Brinkley spoiled me BIG time.








I know we had issues...but at least he seemed like he "got it" more than he didn't for the first several weeks. He also seemed quite upset at my stern "NO!" To which Neyland pup just does his cute puppy trot away to find something to steal from Brinkley or terrorize whichever cat he can find.
















OH! And when I DO catch him mid-stream and tell him "NO"...most of the time if I move him to the pad, he doesn't finish...so how in the heck can I know when he is going to stop mid-trot (with no sniffing/circling warning) and decide to FINISH the deed?!









Ok, so you know I absolutely ADORE this little fluffy butt...(and it is a CUTE little fluffy butt!














) but I swear that potty training has got to be one of the most frustrating parts of owning a dog.

Ok...venting moment is over....I know many of you will empathize with me!!!
But please....NOBODY tell me he is "just a baby"....I KNOW that!


----------



## sheila2182 (Nov 28, 2004)

Traci you are too funny







But I feel for ya girl,maybe till he "gets"it better you should confine him a bit more?? But wait ,didnt you say you dont crate train? I tell ya I was never a big believer in it until I got Bailey,and I swear they seem to learn faster that way.I would never do it any other way now.They are in their crate unless I can watch them like a hawk.They of couse come out,but when they do its off to potty,and durning play you have to watch close cause they tinkle alot durning that time,and of course after meals etc. All I can say is it worked better than any other way and faster too.
Oh and did ya notice,I never mentioned...he is just a baby


----------



## Brinkley & Neyland's Mom (Jun 14, 2004)

> Traci you are too funny
> 
> 
> 
> ...



This usually happens AFTER I take him out of his pen...(in which an unused pad is contained







)
He is sleeping in a crate at night...and when he wakes up in the middle of the night, I do take him to the pad, and after a few minutes, he will use it. I don't treat the night potty...should I? I figure all the excitement will wake him up too much....so I whisper a "good puppy" to him...give him love...and back in the crate he goes.

He is more confined really than Brinkley was.
Brink had the whole kitchen...Neyland just has a small pen.
He is always supervised when he is out...


----------



## sheila2182 (Nov 28, 2004)

Yea,I would treat the night potty.After all he did his job,maybe just dont be as loud with excitement.That way maybe he will go back to sleep but will have learned when he uses his pad he gets a treat.


----------



## Matilda's mommy (Jun 1, 2005)

I never thought Matilda would get it, then one day it just seemed she got it







She is 7 months old and yesterday she looked at me and my husband and just went pee.
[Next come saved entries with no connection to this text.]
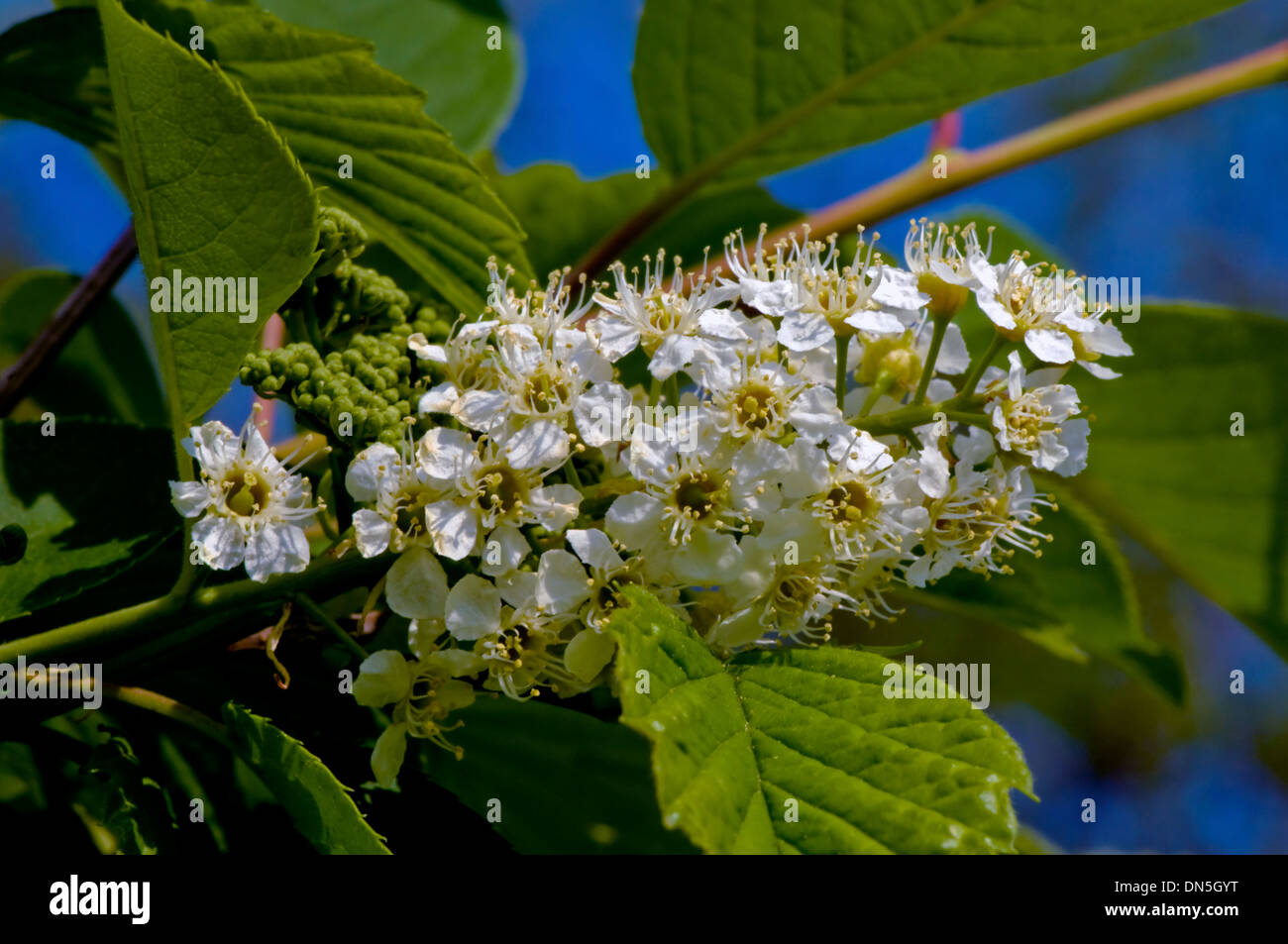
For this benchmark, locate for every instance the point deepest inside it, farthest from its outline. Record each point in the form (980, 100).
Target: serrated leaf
(52, 72)
(439, 47)
(103, 371)
(566, 215)
(411, 188)
(73, 497)
(1167, 469)
(568, 784)
(721, 91)
(317, 802)
(734, 743)
(1064, 604)
(215, 194)
(130, 805)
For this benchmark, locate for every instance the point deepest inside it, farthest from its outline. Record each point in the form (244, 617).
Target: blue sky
(1155, 202)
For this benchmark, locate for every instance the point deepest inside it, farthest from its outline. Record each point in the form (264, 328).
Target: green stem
(336, 630)
(880, 387)
(168, 707)
(915, 187)
(927, 369)
(612, 245)
(905, 420)
(170, 617)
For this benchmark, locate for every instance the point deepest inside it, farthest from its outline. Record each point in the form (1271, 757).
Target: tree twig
(67, 320)
(917, 184)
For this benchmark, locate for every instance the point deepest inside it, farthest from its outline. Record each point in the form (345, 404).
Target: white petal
(454, 526)
(389, 754)
(416, 586)
(562, 584)
(953, 357)
(595, 549)
(370, 469)
(815, 413)
(382, 679)
(1050, 344)
(372, 532)
(541, 443)
(482, 410)
(805, 331)
(275, 549)
(634, 519)
(613, 336)
(473, 608)
(503, 550)
(603, 413)
(1074, 438)
(219, 543)
(445, 454)
(554, 505)
(189, 497)
(439, 399)
(934, 472)
(875, 321)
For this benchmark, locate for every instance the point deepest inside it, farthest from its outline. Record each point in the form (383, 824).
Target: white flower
(681, 520)
(393, 483)
(675, 327)
(986, 518)
(1035, 423)
(536, 394)
(424, 691)
(487, 501)
(930, 249)
(249, 504)
(1047, 313)
(463, 361)
(759, 399)
(784, 587)
(515, 640)
(853, 502)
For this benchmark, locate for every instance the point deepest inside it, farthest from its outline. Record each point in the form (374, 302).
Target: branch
(917, 185)
(153, 622)
(67, 320)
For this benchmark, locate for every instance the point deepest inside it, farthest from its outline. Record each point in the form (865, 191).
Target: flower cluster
(764, 445)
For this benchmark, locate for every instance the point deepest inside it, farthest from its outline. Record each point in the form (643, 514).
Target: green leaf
(132, 806)
(1166, 468)
(78, 506)
(318, 803)
(437, 46)
(720, 91)
(566, 215)
(1064, 604)
(568, 784)
(103, 371)
(215, 196)
(733, 743)
(52, 73)
(411, 188)
(410, 185)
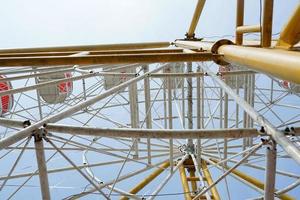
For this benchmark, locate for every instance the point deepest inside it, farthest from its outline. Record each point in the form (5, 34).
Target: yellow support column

My poor carpet. So who knows what she was thinking







I feel for ya


----------



## wizzyb (May 24, 2005)

I too understand. My parents' new little Lhasas are driving them nuts with the potty-training! Seems like they have to go every 3 minutes! No joke! Plus, its really hard to tell when they're saying time to go potty or please come pay me attention. Cuz we'll leave them alone when they start to bark, and sometimes we'll find a mess when we check on them and sometimes there is nothing. And my parents are trying the crate training! Wish I could be more helpful, but Codi was a nightmare too! Except, he would pee on my bed consistently! But then again, one day he just got it. After his neutering we had some problems, but all in all, things are pretty stable. So I wish you loads of luck and all the patience in the world. When you're frustrated, just laugh at the thought of my parents having to do this with two of them, and you'll think of how lucky you really are!!! HA HA HA


----------



## jmm (Nov 23, 2004)

Let's try something a little different. 

1. Not all dogs have the obvious signs. This pup I have now is the same way...she'll just walk along and go if you don't take her out. So, when she's playing, she can go 20-30 minutes. I set a timer and take her out every 25 minutes and tada, no accidents (and we have an elevator ride to get outside!). I carry her from her crate to outside when she gets released from the crate. Depending on his age, it may be every 15 minutes for him now. 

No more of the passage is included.